El aumento del nivel de los mares inundaría ciudades costeras mexicanas, igual que en Bangladesh, India o Egipto.
“En el caso de México, ustedes tienen problemas muy sustantivos porque la mayoría de las predicciones dice que en el norte del país podría ser más seca que antes. Eso desde luego afectará a las regiones del sur, afectaría el carácter regional de la precipitación pluvial en México”, dice por su parte, Sir Crispin Tickell, presidente emérito del Instituto del Clima en Washington.
De acuerdo a científicos de todo el mundo, de no actuar ahora, los próximos 50 años la temperatura del planeta aumentará de 2.2 a 10 grados Fahrenheit, incrementando la evaporación de los suelos, generando erosión y pérdida de áreas de cultivo e intensificando lluvia e inundaciones en otras áreas.
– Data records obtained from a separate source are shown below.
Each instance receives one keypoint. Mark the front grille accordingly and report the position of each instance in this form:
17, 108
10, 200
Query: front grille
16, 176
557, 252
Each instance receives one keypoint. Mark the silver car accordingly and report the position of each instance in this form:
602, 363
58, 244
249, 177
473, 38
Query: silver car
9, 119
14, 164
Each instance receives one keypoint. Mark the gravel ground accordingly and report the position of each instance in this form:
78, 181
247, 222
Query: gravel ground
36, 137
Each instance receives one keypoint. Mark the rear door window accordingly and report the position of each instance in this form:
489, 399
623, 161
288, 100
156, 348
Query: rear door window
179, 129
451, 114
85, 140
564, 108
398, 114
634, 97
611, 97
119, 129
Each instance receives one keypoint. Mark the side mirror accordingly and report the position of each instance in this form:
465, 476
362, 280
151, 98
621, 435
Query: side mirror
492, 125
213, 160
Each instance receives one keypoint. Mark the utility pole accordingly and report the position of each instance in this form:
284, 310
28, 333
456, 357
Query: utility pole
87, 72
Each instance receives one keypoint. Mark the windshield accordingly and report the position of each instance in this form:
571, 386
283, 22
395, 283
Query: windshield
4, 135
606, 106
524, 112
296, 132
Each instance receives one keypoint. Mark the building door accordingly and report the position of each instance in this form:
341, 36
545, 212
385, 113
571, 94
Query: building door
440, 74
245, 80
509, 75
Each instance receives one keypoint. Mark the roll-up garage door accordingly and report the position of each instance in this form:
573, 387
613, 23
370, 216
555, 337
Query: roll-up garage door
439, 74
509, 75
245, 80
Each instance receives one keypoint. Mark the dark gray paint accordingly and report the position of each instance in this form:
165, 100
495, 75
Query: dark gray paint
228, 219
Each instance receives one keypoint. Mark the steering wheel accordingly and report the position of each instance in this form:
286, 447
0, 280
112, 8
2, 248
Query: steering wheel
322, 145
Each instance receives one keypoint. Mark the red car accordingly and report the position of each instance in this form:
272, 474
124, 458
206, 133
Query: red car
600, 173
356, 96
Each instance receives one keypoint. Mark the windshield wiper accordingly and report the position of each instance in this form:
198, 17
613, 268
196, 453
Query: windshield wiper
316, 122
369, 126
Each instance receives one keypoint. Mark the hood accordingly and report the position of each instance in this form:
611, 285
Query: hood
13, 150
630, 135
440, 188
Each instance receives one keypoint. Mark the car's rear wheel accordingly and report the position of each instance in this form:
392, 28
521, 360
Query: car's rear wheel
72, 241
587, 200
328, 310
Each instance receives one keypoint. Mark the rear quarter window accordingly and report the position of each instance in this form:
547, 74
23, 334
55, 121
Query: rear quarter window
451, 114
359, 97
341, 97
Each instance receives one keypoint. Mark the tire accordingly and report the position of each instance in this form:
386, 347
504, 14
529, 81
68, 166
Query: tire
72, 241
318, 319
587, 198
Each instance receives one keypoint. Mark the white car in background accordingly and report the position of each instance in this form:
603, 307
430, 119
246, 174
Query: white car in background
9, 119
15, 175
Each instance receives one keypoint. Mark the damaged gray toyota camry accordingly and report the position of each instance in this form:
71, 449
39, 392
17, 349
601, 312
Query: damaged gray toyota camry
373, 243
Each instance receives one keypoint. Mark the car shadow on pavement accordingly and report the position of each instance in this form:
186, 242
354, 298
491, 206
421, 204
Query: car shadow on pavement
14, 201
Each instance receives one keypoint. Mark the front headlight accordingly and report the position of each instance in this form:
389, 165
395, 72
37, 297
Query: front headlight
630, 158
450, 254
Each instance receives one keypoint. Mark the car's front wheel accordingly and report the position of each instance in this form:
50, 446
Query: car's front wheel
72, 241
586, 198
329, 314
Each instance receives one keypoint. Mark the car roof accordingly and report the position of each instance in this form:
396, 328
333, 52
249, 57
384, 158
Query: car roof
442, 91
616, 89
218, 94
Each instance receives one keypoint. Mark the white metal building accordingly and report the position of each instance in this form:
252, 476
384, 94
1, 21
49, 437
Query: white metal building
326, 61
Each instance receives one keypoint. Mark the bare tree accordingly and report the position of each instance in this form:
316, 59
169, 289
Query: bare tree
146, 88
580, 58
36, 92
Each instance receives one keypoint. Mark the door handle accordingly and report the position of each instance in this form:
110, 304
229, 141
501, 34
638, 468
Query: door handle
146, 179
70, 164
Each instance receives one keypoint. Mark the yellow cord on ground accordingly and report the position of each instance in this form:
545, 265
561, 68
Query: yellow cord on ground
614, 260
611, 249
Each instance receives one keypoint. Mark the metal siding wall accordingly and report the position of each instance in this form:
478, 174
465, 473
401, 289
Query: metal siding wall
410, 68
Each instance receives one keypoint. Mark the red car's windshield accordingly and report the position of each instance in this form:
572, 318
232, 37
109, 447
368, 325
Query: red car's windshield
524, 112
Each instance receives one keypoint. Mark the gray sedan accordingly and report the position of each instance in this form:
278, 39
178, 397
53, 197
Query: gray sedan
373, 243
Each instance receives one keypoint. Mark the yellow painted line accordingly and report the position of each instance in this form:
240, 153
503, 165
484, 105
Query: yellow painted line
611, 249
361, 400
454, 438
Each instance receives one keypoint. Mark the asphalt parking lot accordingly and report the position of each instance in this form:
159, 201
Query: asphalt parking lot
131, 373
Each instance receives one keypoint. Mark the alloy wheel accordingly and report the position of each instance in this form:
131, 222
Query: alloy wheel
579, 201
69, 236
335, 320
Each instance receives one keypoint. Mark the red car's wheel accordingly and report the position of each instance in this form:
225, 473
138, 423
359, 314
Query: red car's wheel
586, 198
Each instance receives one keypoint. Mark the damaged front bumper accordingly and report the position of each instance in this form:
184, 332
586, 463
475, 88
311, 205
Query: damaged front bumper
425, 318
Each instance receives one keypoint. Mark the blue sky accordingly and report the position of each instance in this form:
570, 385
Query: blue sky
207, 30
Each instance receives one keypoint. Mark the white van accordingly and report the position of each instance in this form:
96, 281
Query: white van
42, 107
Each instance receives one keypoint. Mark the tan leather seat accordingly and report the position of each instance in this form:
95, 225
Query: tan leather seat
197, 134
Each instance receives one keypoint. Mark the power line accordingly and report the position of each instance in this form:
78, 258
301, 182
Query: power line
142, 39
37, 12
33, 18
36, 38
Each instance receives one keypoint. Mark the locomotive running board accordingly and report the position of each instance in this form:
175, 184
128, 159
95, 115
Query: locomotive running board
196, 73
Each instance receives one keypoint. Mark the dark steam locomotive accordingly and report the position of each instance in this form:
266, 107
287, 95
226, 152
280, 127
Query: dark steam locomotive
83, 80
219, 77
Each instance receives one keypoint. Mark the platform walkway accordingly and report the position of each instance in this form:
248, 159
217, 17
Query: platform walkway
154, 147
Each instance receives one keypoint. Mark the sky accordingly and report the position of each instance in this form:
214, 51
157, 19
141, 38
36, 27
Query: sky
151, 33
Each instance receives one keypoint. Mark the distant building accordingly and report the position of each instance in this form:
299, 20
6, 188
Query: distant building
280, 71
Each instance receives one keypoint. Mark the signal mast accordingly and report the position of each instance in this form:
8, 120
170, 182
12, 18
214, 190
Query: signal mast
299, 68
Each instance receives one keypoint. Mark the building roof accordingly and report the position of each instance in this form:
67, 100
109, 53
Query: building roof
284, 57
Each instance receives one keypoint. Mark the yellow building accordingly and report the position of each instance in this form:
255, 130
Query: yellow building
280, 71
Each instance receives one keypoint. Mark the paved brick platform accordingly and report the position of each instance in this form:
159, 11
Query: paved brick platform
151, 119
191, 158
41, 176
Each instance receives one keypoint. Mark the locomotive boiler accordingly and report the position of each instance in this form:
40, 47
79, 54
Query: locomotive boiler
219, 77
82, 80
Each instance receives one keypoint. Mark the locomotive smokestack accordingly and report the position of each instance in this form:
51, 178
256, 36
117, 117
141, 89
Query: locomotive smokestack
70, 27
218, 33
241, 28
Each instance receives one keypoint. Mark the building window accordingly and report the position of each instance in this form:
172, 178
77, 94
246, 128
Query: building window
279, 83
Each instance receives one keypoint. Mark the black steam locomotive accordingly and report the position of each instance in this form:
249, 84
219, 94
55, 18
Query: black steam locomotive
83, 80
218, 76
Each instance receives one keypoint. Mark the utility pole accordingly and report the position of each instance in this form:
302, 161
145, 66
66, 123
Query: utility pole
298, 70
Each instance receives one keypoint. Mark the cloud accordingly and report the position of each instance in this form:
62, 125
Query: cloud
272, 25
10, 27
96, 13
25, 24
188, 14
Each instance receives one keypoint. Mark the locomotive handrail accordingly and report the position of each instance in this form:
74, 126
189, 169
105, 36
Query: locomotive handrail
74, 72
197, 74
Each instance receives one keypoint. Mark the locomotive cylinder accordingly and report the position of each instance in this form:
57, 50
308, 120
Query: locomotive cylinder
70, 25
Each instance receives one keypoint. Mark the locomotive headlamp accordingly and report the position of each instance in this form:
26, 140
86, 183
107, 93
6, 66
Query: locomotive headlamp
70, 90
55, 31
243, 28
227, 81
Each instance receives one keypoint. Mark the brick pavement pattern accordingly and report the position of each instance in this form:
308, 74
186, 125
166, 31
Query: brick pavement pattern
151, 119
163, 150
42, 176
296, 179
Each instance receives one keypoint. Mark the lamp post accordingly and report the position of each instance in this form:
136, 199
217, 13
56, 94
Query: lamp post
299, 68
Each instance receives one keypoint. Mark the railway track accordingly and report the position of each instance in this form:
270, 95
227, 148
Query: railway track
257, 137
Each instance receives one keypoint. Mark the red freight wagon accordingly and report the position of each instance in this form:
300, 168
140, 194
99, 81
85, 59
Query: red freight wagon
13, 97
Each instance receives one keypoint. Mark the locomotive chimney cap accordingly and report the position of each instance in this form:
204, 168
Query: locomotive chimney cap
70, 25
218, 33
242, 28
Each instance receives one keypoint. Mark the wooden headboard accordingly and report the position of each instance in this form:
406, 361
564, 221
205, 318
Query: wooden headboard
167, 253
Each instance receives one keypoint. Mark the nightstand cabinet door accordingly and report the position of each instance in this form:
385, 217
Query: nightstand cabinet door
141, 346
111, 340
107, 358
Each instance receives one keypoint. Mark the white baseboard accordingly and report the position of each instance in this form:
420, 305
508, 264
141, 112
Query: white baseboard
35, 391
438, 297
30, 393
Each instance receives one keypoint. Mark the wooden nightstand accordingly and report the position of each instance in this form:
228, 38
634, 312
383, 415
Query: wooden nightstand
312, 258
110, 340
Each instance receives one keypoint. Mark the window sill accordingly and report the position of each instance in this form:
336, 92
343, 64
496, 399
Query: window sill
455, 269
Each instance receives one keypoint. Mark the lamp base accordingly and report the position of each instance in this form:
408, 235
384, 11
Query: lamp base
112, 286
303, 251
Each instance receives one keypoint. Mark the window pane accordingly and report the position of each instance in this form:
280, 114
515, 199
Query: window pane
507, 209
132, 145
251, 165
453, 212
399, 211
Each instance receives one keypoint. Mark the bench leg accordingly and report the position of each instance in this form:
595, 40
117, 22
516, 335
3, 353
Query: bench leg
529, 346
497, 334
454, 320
Al respecto, la doctora Debra Davis manifiesta:
“Vemos también la propagación de enfermedades infecciosas porque los mosquitos y los bichos están viviendo más tiempo y se están trasladando a mayor altura en las montañas, de modo que también vemos más enfermedades infecciosas”.
Para el doctor Luis Roberto Acosta, director del Instituto del Clima para México y América Latina en Washington las “enfermedades que normalmente tendríamos en las costas se podrían extender al altiplano y se podrían empezar a detectar casos. ¿A qué me estoy refiriendo? Casos de cólera, por ejemplo, en altitudes mayores en donde antes no se veían”.
En ascenso de la temperatura afectaría a los bosques, manglares; aumentaría la salinidad, expandiría los desiertos y pondría en peligro innumerables ecosistemas, particularmente del norte del país, por la falta de agua.
“Es probable que veamos una mayor fluctuación, variación de precipitaciones y, por lo tanto, sequías y, a veces, inundaciones en las mismas áreas en momentos distintos, y si esto ocurre así, lo que significa es que eso es una carga muy importante, y creo que México va a encarar los mismos problemas que actualmente Arizona y California”, puntualiza John Topping, del Instituto del Clima.
Según los científicos muchos de los pescadores mexicanos enfrentan ya una reducción del 10 al 20 por ciento en la productividad marina y deben trabajar largas jornadas para una pesca que antes no requería mucho tiempo.
Este proceso, sin embargo, aún es reversible: con la investigación y desarrollo de fuentes alternas de energía que eviten, si no eliminar totalmente la emisión de gases que producen el efecto invernadero, cuando menos evitar que aumente con el uso de más automóviles, plantas e industrias para satisfacer las necesidades de transporte y energía que vienen con la explosión demográfica.